Although there were a few associations of interest in the MoBa sample, these were not replicated in the InterPregGen analysis. It is plausible that some of the associations failed to replicate due to different analytic methods and a somewhat different outcome assessment in the primary analysis and replication datasets. While both populations used the same definition of preeclampsia, the MoBa analysis used only validated cases and non-cases, whereas the InterPregGen Consortium used validated cases but population controls that may or may not be pregnant women. Overall allele frequencies for SNPs in the replication analysis were similar between the MoBa sample and the InterPregGen sample, but differed by case-control status in both mothers and children for SNPs associated with preeclampsia in the MoBa sample (Table S5).
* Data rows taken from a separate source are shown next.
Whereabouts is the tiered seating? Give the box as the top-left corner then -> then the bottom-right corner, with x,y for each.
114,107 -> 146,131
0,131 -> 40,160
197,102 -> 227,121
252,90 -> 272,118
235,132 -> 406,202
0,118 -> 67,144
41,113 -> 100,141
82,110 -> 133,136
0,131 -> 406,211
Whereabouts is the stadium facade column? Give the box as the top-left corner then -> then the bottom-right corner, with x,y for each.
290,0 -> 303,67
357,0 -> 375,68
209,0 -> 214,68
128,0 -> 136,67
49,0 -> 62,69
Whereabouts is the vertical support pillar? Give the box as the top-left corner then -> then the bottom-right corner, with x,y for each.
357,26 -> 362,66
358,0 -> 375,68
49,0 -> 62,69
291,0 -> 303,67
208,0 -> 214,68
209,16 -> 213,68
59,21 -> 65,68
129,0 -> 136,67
Additionally, in the MoBa analysis, both mother and child genotypes were included and modeled codominantly with a genetic mating type parameter to account for mother-child family structure; by contrast, the replication analysis independently modeled mother and child genotype logit-additively. To investigate how a similar type of analysis might alter these results, maternal and child samples from the MoBa sample were analyzed using standard logistic regression analysis modeled additively in PLINK. Associations with rs12547243 in the child were stronger, but other associations were attenuated (data not shown).

The largely null findings of this study demonstrate the challenges of the genetic study of preeclampsia. Despite a clear a priori hypothesis, large sample size, well-validated outcome, and population with little admixture used to study a condition for which there is strong evidence of heritability, associations were not replicated in another population. Although both maternal and fetal genes should be considered because they may differentially affect preeclampsia independently or through their interaction, the etiology of preeclampsia likely include s both polygenecity as well as phenotypic heterogeneity, underscoring the need for very large sample sizes.

Strengths of the study

This study is one of the largest genetic studies of preeclampsia to date, with 1,076 case pairs (2,152 samples) and 935 control pairs (1,870 samples), with access to both maternal and child DNA. Given the suspected pathophysiology underlying preeclampsia, it is biologically plausible that both maternal and child genotypes contribute to this pregnancy complication. This dyad analysis accounted for family structure, and has been implemented for other child phenotypes in which both maternal and child genotype may play a role,32 but has not been explored for pregnancy complications. Although a few other studies of preeclampsia have examined child genotype,33,34 to our knowledge, none have simultaneously modeled both mother and child. Mother and child genotype may independently contribute to the development of preeclampsia,13 but it is also possible that maternal and child genetic factors may act synergistically or antagonistically through their interaction. The dyad design allowed for preliminary investigation of maternal-fetal interactions.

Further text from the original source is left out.